En revanche, c’est toujours important de saisir les remarques des concernées, et j’ai mieux compris les critiques de certains et certaines en la matière. Notamment dans les deux fils de touites suivant.

https://twitter.com/illiskaa/status/1826170243342873003

Alors autant je trouve gonflé qu’on parle de « nanard » ou de film raté, autant j’ai compris et suis carrément d’accord avec le fait qu’on est dans un récit de transidentité qui est vraiment daté. Et Audiard a fait quelques grosses erreurs et maladresses en effet dans la manière dont il insiste sur la chirurgie et la transition physique, esthétique et le « devoir » de la personne trans. Clairement il me fallait un peu de jugeotte fournie par des adelphes pour le réaliser, et en effet mon cis-gaze1 rendait l’exercice difficile.

En y repensant, en effet, on est dans une situation et des modèles très proches de la série Transparent (qui date de 2014) ou encore Veneno (que j’ai tant aimé !!) qui nous place encore dans une époque où on parlait de transsexualité, et nous sommes bel et bien à l’ère de la transidentité. Il y aurait donc eu sans doute une manière plus habile et « moderne » de raconter cette histoire.

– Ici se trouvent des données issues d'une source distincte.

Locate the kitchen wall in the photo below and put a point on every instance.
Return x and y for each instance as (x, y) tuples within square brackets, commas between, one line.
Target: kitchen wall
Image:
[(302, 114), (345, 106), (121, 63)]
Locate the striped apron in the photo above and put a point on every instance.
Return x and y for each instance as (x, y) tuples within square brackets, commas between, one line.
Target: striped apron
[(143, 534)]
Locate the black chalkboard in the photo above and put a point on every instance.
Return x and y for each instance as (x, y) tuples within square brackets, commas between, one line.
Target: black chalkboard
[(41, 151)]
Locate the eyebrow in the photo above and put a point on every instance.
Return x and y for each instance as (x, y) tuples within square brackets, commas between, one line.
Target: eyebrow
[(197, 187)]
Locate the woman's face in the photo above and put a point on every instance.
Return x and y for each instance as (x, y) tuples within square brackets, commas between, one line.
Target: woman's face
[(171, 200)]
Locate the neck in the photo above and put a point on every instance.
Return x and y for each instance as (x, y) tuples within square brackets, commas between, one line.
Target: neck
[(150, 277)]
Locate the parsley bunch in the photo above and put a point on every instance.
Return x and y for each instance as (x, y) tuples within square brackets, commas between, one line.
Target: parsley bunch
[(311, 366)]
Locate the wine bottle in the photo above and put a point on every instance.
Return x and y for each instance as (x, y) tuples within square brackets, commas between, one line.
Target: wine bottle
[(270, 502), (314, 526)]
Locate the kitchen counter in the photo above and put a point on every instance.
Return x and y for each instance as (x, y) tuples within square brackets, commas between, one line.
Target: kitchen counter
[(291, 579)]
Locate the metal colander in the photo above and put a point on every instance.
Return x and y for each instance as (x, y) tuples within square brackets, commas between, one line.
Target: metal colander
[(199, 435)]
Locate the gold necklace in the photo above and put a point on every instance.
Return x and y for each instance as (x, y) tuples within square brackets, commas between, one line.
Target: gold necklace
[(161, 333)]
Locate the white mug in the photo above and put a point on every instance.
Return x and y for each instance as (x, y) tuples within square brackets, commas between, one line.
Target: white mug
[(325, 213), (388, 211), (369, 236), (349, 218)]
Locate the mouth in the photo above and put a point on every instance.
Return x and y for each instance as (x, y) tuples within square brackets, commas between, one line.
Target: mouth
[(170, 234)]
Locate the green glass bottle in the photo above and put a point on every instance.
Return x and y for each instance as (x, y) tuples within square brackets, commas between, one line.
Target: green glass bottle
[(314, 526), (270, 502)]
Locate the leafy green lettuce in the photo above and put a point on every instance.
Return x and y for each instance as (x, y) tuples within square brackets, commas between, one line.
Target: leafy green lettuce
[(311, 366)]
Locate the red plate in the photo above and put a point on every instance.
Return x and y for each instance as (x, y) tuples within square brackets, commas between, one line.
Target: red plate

Je suis donc circonspect sur le film, car je l’ai bien aimé. Mais en effet rétrospectivement, cette vision de la transidentité désuète comment la qualifier ? Si on transposait cela à de l’homosexualité, je n’aurais aucun problème à expliquer qu’un film nous refait la « cage aux folles » en 2024. Et pourtant l’intention peut être bonne, et il ne faut peut-être pas tout jeter aux ordures ? Bref, je ne sais pas. Mais je sais que je ne sais pas. ^^

  1. La simple manière dont je vois « la vie » à travers ma situation de personne cisgenre. ↩︎

Les Gardiens de la Galaxie Vol. 3

Pour ce troisième et dernier opus des Gardiens de la Galaxie, je n’y allais clairement pas en mode vainqueur, étant vraiment de plus en plus désenchanté par les films Marvel ces dernières années. Mais la surprise fut donc plutôt très bonne, avec une saga qui de toute façon se démarque par une certaine qualité, et cela fait un bien fou de voir un bon Marvel. Le premier film était top, il changeait beaucoup de choses en exploitant une franchise moins connue du grand public que les X-Men ou les Iron Man, Captain America et consorts. C’était une alliance vraiment chouette entre des effets spéciaux, une histoire sympa mais surtout énormément d’humour. Le second opus n’était pas incroyable mais tenait la route, et la présence du groupe dans les Avengers avec l’arc Thanos avait plutôt été salutaire.